Mark Jackson, an early tester of the Stentrode implant, was able to peer over the ledge of a mountain in the Swiss Alps and feel his legs shake. Jackson can’t stand up, and he wasn’t in Switzerland. He was wearing an Apple virtual-reality headset, which was connected to his implant.
Jackson can’t travel from his home outside Pittsburgh because he has ALS. Still, he is learning how to control his iPhone, iPad and Vision Pro headset thanks to a connection between his Stentrode implant and Apple’s various operating systems.
The Synchron device effectively translates brain waves, allowing a user to navigate around a screen and select an icon. It works with a feature inside Apple’s operating system called switch control, which literally switches control to a new input device like a joystick, or in this case a brain implant.
Today, brain computer-interface companies have to trick computers into thinking the signals coming from their implants are coming from a mouse, said Synchron Chief Executive Tom Oxley.
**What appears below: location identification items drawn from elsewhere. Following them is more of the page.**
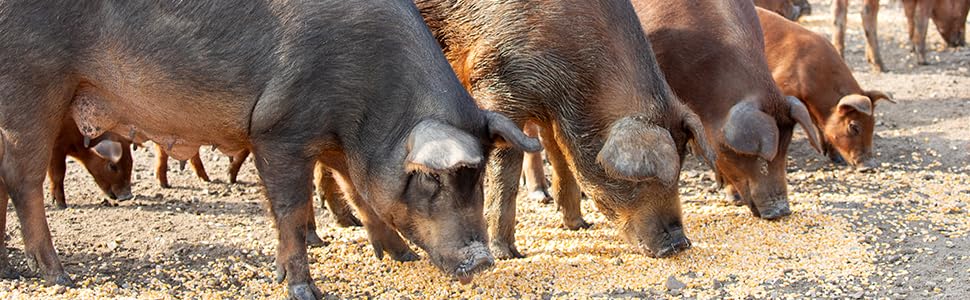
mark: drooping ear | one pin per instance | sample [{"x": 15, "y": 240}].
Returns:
[
  {"x": 109, "y": 150},
  {"x": 855, "y": 103},
  {"x": 750, "y": 131},
  {"x": 506, "y": 134},
  {"x": 636, "y": 150},
  {"x": 693, "y": 124},
  {"x": 799, "y": 112},
  {"x": 875, "y": 95},
  {"x": 436, "y": 147}
]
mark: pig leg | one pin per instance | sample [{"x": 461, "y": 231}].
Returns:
[
  {"x": 287, "y": 177},
  {"x": 564, "y": 186},
  {"x": 6, "y": 271},
  {"x": 199, "y": 168},
  {"x": 25, "y": 181},
  {"x": 382, "y": 237},
  {"x": 327, "y": 189},
  {"x": 312, "y": 238},
  {"x": 55, "y": 171},
  {"x": 235, "y": 163},
  {"x": 840, "y": 9},
  {"x": 161, "y": 167},
  {"x": 535, "y": 178},
  {"x": 502, "y": 173},
  {"x": 918, "y": 26},
  {"x": 870, "y": 14}
]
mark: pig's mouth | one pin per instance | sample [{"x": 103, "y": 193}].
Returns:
[
  {"x": 476, "y": 258},
  {"x": 771, "y": 208},
  {"x": 674, "y": 243}
]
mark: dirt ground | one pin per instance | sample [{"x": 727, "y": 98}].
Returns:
[{"x": 900, "y": 232}]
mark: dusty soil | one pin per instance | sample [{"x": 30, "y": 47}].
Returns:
[{"x": 898, "y": 232}]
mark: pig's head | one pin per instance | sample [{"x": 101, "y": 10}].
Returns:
[
  {"x": 752, "y": 157},
  {"x": 438, "y": 203},
  {"x": 849, "y": 129},
  {"x": 110, "y": 165},
  {"x": 642, "y": 165},
  {"x": 950, "y": 17}
]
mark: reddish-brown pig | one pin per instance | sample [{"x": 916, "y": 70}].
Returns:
[
  {"x": 107, "y": 158},
  {"x": 583, "y": 71},
  {"x": 712, "y": 52},
  {"x": 870, "y": 13},
  {"x": 950, "y": 17},
  {"x": 805, "y": 65}
]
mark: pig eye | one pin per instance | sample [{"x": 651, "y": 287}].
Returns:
[
  {"x": 422, "y": 187},
  {"x": 855, "y": 128}
]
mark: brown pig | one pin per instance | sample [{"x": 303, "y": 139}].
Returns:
[
  {"x": 950, "y": 17},
  {"x": 583, "y": 71},
  {"x": 107, "y": 158},
  {"x": 712, "y": 52},
  {"x": 785, "y": 8},
  {"x": 805, "y": 65},
  {"x": 870, "y": 14}
]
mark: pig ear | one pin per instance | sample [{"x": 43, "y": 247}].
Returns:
[
  {"x": 855, "y": 103},
  {"x": 798, "y": 112},
  {"x": 875, "y": 95},
  {"x": 506, "y": 134},
  {"x": 636, "y": 150},
  {"x": 750, "y": 131},
  {"x": 436, "y": 147},
  {"x": 109, "y": 150},
  {"x": 693, "y": 124}
]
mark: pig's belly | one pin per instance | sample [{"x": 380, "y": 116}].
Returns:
[{"x": 178, "y": 121}]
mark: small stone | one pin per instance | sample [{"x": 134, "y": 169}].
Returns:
[{"x": 674, "y": 286}]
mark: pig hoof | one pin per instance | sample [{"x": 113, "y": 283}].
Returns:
[
  {"x": 539, "y": 196},
  {"x": 576, "y": 224},
  {"x": 505, "y": 251},
  {"x": 348, "y": 221},
  {"x": 314, "y": 240},
  {"x": 406, "y": 256},
  {"x": 304, "y": 291},
  {"x": 59, "y": 279}
]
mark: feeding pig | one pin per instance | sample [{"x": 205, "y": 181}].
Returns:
[
  {"x": 712, "y": 52},
  {"x": 950, "y": 17},
  {"x": 870, "y": 14},
  {"x": 107, "y": 158},
  {"x": 583, "y": 71},
  {"x": 360, "y": 84},
  {"x": 805, "y": 65}
]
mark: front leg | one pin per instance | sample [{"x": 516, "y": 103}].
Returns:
[
  {"x": 870, "y": 14},
  {"x": 287, "y": 176},
  {"x": 565, "y": 189},
  {"x": 55, "y": 172},
  {"x": 840, "y": 9},
  {"x": 502, "y": 177}
]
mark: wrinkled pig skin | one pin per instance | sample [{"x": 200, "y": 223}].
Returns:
[
  {"x": 360, "y": 83},
  {"x": 805, "y": 65},
  {"x": 610, "y": 125},
  {"x": 712, "y": 52}
]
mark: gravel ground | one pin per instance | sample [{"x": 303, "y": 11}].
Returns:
[{"x": 900, "y": 232}]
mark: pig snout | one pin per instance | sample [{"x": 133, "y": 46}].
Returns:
[
  {"x": 476, "y": 258},
  {"x": 771, "y": 208},
  {"x": 674, "y": 242}
]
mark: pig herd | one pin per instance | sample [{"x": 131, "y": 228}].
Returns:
[{"x": 415, "y": 111}]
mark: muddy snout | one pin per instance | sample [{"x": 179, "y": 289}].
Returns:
[
  {"x": 674, "y": 242},
  {"x": 122, "y": 193},
  {"x": 475, "y": 258},
  {"x": 771, "y": 208}
]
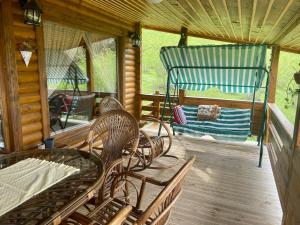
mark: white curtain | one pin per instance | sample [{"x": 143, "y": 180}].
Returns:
[
  {"x": 61, "y": 44},
  {"x": 103, "y": 54}
]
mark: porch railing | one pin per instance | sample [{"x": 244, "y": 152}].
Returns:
[{"x": 280, "y": 139}]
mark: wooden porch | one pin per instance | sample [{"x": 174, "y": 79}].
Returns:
[{"x": 225, "y": 186}]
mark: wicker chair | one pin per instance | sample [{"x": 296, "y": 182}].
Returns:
[
  {"x": 109, "y": 103},
  {"x": 119, "y": 211},
  {"x": 150, "y": 147},
  {"x": 111, "y": 132},
  {"x": 153, "y": 146}
]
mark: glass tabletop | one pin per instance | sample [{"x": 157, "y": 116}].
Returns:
[{"x": 60, "y": 200}]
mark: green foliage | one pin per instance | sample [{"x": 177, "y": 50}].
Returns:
[{"x": 154, "y": 75}]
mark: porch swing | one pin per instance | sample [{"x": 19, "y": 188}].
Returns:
[{"x": 231, "y": 69}]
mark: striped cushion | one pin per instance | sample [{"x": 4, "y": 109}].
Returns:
[
  {"x": 179, "y": 116},
  {"x": 232, "y": 124}
]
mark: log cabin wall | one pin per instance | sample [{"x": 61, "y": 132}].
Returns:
[
  {"x": 31, "y": 95},
  {"x": 27, "y": 87},
  {"x": 129, "y": 81}
]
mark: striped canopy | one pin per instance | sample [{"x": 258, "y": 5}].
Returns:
[{"x": 231, "y": 68}]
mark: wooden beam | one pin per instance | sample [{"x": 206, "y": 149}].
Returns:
[
  {"x": 43, "y": 81},
  {"x": 184, "y": 32},
  {"x": 10, "y": 72},
  {"x": 198, "y": 35},
  {"x": 287, "y": 29},
  {"x": 274, "y": 72}
]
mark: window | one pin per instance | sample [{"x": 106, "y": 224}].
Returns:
[
  {"x": 105, "y": 65},
  {"x": 78, "y": 64}
]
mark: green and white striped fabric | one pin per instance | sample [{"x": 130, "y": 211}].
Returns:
[
  {"x": 231, "y": 68},
  {"x": 231, "y": 125}
]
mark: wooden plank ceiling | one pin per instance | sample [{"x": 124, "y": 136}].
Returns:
[{"x": 255, "y": 21}]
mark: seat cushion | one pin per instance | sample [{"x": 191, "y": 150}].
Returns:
[{"x": 179, "y": 116}]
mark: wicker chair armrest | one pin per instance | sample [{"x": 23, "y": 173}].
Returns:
[
  {"x": 142, "y": 178},
  {"x": 163, "y": 124},
  {"x": 83, "y": 145},
  {"x": 121, "y": 216},
  {"x": 82, "y": 219}
]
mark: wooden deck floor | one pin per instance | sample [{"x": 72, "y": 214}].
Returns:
[{"x": 225, "y": 186}]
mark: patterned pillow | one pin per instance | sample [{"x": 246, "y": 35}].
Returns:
[
  {"x": 179, "y": 116},
  {"x": 208, "y": 112}
]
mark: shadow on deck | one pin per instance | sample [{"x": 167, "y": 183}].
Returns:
[{"x": 225, "y": 185}]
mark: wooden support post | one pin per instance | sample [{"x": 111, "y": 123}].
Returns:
[
  {"x": 156, "y": 103},
  {"x": 291, "y": 214},
  {"x": 274, "y": 72},
  {"x": 273, "y": 83},
  {"x": 43, "y": 81},
  {"x": 297, "y": 118},
  {"x": 89, "y": 70},
  {"x": 11, "y": 75},
  {"x": 182, "y": 95},
  {"x": 138, "y": 71},
  {"x": 3, "y": 93}
]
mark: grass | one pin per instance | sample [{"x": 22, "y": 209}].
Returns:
[{"x": 154, "y": 75}]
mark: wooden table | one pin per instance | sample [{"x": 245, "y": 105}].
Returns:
[{"x": 60, "y": 200}]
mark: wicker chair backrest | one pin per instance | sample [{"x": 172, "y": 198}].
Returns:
[
  {"x": 114, "y": 130},
  {"x": 108, "y": 104}
]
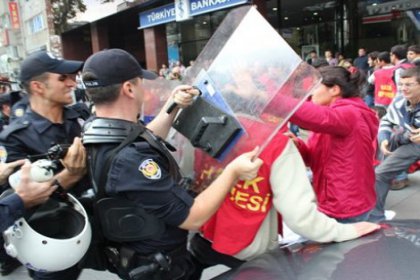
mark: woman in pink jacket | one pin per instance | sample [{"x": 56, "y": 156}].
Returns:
[{"x": 340, "y": 148}]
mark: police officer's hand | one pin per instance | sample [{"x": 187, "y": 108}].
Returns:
[
  {"x": 75, "y": 159},
  {"x": 384, "y": 148},
  {"x": 183, "y": 95},
  {"x": 7, "y": 168},
  {"x": 246, "y": 166},
  {"x": 33, "y": 193}
]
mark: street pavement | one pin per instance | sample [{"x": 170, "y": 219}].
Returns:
[{"x": 404, "y": 202}]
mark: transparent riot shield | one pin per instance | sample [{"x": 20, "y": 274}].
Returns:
[{"x": 253, "y": 78}]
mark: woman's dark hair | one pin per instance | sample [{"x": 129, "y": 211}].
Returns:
[
  {"x": 349, "y": 84},
  {"x": 373, "y": 55},
  {"x": 385, "y": 57}
]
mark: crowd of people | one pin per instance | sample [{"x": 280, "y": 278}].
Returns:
[
  {"x": 175, "y": 71},
  {"x": 142, "y": 209}
]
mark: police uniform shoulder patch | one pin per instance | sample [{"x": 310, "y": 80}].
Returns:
[
  {"x": 3, "y": 154},
  {"x": 150, "y": 169},
  {"x": 19, "y": 112},
  {"x": 13, "y": 127}
]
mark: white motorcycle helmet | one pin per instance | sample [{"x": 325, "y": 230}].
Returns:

More is possible with a standard built specifically for these implants, he said. Apple will release the new standard later this year for other developers.
The first user of Neuralink’s implant has shown that he can move a cursor with his thoughts faster than some people can with a mouse. Its device, called the N1, captures much more brain data than Synchron’s because it has more than 1,000 electrodes picking up neural activity compared with the Stentrode’s 16. Also, the N1’s electrodes are implanted inside the brain rather than placed on top of it. The neural data picked up by its implant is converted into mouse clicks or keyboard strokes.
Musk has extolled the potential of such implants for all people, saying they could amplify the brain’s capabilities and enable humans to compete on equal footing with superintelligent AI systems.